Wednesday, June 22, 2011

The Problematic End of the Afghan Surge

President Obama is set to announce that the Afghan surge, where 30,000 additional US troops were stationed in Afghanistan, will come to an end in 2012. 10,000 troops will be pulled back this year, and 20,000 more will be pulled out by the end of 2012.

This doesn't end the US commitment to Afghanistan and the troop levels will be as they were when President Obama took office - 70,000.
These troop reductions are both deeper and faster than the recommendations made by Mr. Obama’s military commanders, and they reflect mounting political and economic pressures at home, as the president faces relentless budget pressures and an increasingly restive Congress and American public.

The president is scheduled to speak about the Afghanistan war from the White House at 8 p.m. Eastern time.

Mr. Obama’s decision is a victory for Vice President Joseph R. Biden Jr., who has long argued for curtailing the American military engagement in Afghanistan. But it is a setback for his top commander in Afghanistan, Gen. David H. Petraeus, who helped write the Army’s field book on counterinsurgency policy, and who is returning to Washington to head the Central Intelligence Agency.

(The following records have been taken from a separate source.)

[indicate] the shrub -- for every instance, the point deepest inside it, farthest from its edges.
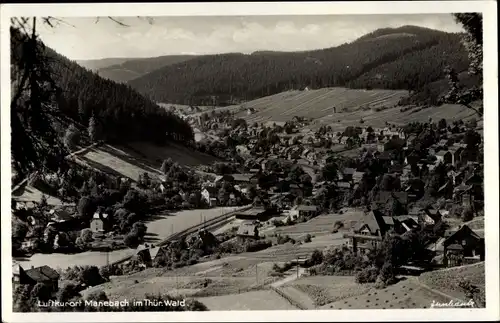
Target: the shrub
(316, 257)
(67, 292)
(467, 214)
(131, 240)
(387, 274)
(257, 245)
(90, 276)
(285, 239)
(278, 223)
(41, 292)
(338, 225)
(86, 207)
(367, 275)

Two administration officials said General Petraeus did not endorse the decision, though both Defense Secretary Robert M. Gates, who is retiring, and Secretary of State Hillary Rodham Clinton reluctantly accepted it. General Petraeus had recommended limiting initial withdrawals and leaving in place as many combat forces for as long as possible, to hold on to fragile gains made in recent combat.

In announcing the withdrawals, Mr. Obama will fulfill a pledge he made in December 2009, when he coupled the deployment of 30,000 additional troops with a promise to begin winding down America’s engagement by the middle of this year. But the speed and scope of this plan is striking.
The troop withdrawals this year appears to be higher than a level that outgoing Defense Secretary Robert Gates and General David Petraeus were comfortable with, but it appears that budgeting and politics are trumping security.

Now is not the time to sit back and take the pressure off the Taliban and al Qaeda affiliated Islamists in Afghanistan or the frontier provinces along the Afghan-Pakistani border. It's the time to hammer home the fact that they've lost and that if they want the US to leave, it will be on US terms.

Reducing troop levels will allow the Taliban to claim victory when no such claim could be warranted and that will further allow them to recruit and regain a foothold in areas that are being held by ISAF and US forces.

I fear that this drawdown will allow the Taliban and al Qaeda to reassert themselves in these regions. It also means that intel gathering will be harder to come by in these regions as we will no longer have sufficient boots on the ground to carry out intel gathering missions to go along with fighting the Taliban where they appear.

It means that capturing foreign fighters and their facilitators will be harder as there are simply fewer US troops (and other ISAF troops) to monitor the region and take the fight to the Taliban.